There is this ad campaign that is widespread throughout New York City. Posters are affixed to the sides of buses, yellow checkered taxi cabs, and line the walls of subway cars. I guess Mayor Bloomberg allotted about $330,000 for this campaign designed to encourage "resilience" in young girls whose self-image is assaulted every day by images of super-thin, classically stunning models and celebrities.

I think it is all a very worthy cause. You can read one bloggers praise of the campaign here.


But I hate the ads.


Here is why:


As you can see from the example, each poster features a spunky looking girl in her tween years (which according to Wikipedia is 10-12, though J.R.R. Tolkien first coined the term in reference to the years of irresponsibility between your teenage years and full-fledged adulthood. Sorry for the tangent). The most prominent phrase is "I'm a girl" followed by "I'm beautiful the way I am." The best most important descriptors--in this poster "adventurous, friendly, healthy, curious, creative, and brave"-- are barely bigger than the requisite names of all the NYC public offices that made the campaign possible.

"Girl" and "Beautiful" are still the most important parts of this ad that is suppose to wean girls of their dependency on the mainstream praise of there external appearance!

I'm not as well versed in feminist critique of beauty ideals as I ought to be. I've never even read The Beauty Myth, a seminal work for those about to launch into a tirade about women being viewed as lovely objects, but I begin my rant in earnest nonetheless.



Let's presume I do not know English well, so I google a definition of beautiful. Here's what I get:

1. pleasing to the senses: very pleasing to look at, listen to, touch, smell, or taste.

I understand that they are trying to widen the definition of beautiful to mean something like wonderful, special, awesome. However, it still has its roots in being pleasing to someone else, someone outside yourself.

Using the word beautiful leads back to aesthetics, semantically. Then we get into the whole game of saying, "Well, sure you may not have the flawless skin of a porcelain doll (one of my own personal insecurities laid prostrate before you, dear reader), but you are beautiful in this nontraditional way." This is what is wrong.

It needs to be okay to not be beautiful. It is a dogged and devastating pursuit to match up to an unofficial guide of standards for being particularly pleasing to the eye. And guess what? Even if you are not "beautiful," you can still get an education, have friends, be employed, and even fall in love.

We still feel like it is cruel and unkind to not tell every human woman that she is beautiful. Because, I think, that despite all of our advancement we still have this issue that is largely linguistic--that saying someone isn't beautiful makes them less of a valuable contribution to womankind. We've expanded the definition of beautiful to make it a train everyone can ride, but it still remains focused on women's externality rather than the more meaningful aspects of their personhood.
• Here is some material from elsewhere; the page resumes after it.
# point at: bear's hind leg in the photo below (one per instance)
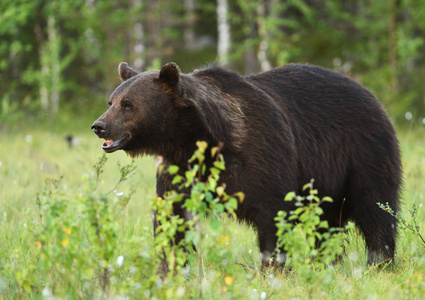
(378, 227)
You see?! Am I making sense?

I feel like we ought to remove beautiful from the list of descriptors that can be applied to humans.

And I don't think beautiful is the world that ought to be used to describe the plucky tween subjects in the campaign. I think the consistent tagline on all of them ought to be "I'm a girl, and I am an effing amazing human being!!!!!!!!!!!!!" (exclamation marks times one thousand)

I very intentionally left off "the way I am" because it is a concession--like an unnecessary defense against people that are considered more beautiful (or in my ad more amazing). Really, I think if they were going to misguidedly keep the emphasis on "beautiful" they should have at least left out "the way I am." But to elaborate on that thought would require several more paragraphs of angry typing, so let's be done.

Until another attempt to bolster girls' self-esteem in a completely heinous way deserves my unsolicited and disapproving opinion, I'm stepping off the soapbox. (Because I'm not hip enough to drop a mic, but I am still a girl and an effing amazing human being!!!!!!)